The same is true with climate change. The major institution involved in producing and using fossil fuels—and therefore creating the conditions for global warming—is the corporation. Especially gigantic multinational corporations. Some make profits by extracting fossil fuels; others use those fuels to produce commodities and to transport them around the world. They are the basis of the fossil-fuel-intensive Capitalocene.
Within the language of mainstream economists, the corporation is always-already there. They may allow for different kinds of markets and different kinds of policies but never for an alternative to the institution of the corporation —whether a different kind of corporation or a non-corporate way of organizing economic and social life.
If the goal of teaching economic is critical literacy, then we have to teach students the multiple languages of economics—including the possibilities that are foreclosed by some languages and opened up by other languages.
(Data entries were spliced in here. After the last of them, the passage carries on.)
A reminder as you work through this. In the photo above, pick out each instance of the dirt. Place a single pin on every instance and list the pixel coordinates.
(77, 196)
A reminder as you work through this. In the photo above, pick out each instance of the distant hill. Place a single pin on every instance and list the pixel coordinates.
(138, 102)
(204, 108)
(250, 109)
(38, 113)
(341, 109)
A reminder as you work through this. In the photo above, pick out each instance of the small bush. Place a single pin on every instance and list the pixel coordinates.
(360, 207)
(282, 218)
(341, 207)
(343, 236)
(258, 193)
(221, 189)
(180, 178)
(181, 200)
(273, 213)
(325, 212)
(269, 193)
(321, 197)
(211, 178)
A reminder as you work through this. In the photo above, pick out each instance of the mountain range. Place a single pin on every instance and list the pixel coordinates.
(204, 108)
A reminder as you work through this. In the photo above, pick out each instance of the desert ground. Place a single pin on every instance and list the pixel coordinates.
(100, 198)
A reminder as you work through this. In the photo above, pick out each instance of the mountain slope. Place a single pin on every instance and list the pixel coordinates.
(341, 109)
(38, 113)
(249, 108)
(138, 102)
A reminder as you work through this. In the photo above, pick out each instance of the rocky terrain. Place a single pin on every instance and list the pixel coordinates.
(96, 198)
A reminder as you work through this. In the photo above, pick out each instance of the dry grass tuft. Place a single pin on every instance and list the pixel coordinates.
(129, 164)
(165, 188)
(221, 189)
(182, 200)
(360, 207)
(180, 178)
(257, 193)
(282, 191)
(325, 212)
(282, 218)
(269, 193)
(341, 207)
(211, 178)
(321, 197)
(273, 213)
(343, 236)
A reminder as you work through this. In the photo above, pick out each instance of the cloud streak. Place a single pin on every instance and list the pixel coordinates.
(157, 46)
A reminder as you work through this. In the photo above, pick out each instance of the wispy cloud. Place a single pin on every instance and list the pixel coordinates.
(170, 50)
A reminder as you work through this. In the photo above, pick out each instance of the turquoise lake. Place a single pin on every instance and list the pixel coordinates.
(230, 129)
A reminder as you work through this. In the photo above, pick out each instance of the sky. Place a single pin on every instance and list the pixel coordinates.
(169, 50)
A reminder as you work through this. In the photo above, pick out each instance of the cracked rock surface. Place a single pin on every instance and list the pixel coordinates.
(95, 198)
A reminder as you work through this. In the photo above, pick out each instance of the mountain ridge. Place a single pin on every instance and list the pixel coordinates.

One of our tasks, then, is to look beyond the language of markets and policy and to expose students to a language of changing institutions.
Now that I begin to look back on my decades of teaching economics, I guess that’s what I’ve been doing the entire time, exploring and promoting critical literacy. I’ve always been clear about teaching the language of mainstream economists. But I haven’t stopped there. I’ve always taught students other languages, other ways of making sense of the world around them.
Maybe some of them have left knowing that it’s not just a question of markets or policy. Economic institutions are important, too.
To complicate matters a bit further, the three elements I’ve focused on in this blog post—markets, policy, and institutions—are not mutually exclusive. Thus, for example, at least some conservative mainstream economists do understand that properly functioning markets do presume certain institutions (such as the rule of law and the protection of private property) and policies (especially not regulating markets), while liberals often advocate policies that allow markets to operate with better outcomes (I’m thinking, in particular, of antitrust legislation) and institutions to be safeguarded (especially when they might be threatened by grotesque levels of inequality and the effects of climate change). As for institutions, I can well imagine noncorporate enterprises (for example, worker cooperatives) operating within markets and relying on government policy. However, such enterprises imply the existence of markets and policies that differ markedly from those that are taken for granted by mainstream economists.
*Dani Rodrik summarizes the terms of the debate well in a recent column: when a local factory closes because a firm has decided to outsource production,
Economists’ usual answer is to call for “greater labor market flexibility”: workers should simply leave depressed areas and seek jobs elsewhere. . .
Alternatively, economists might recommend compensating the losers from economic change, through social transfers and other benefits.
Once again, it’s a question of markets (in this case, the labor market) and policy (more generous social transfers to the “losers”).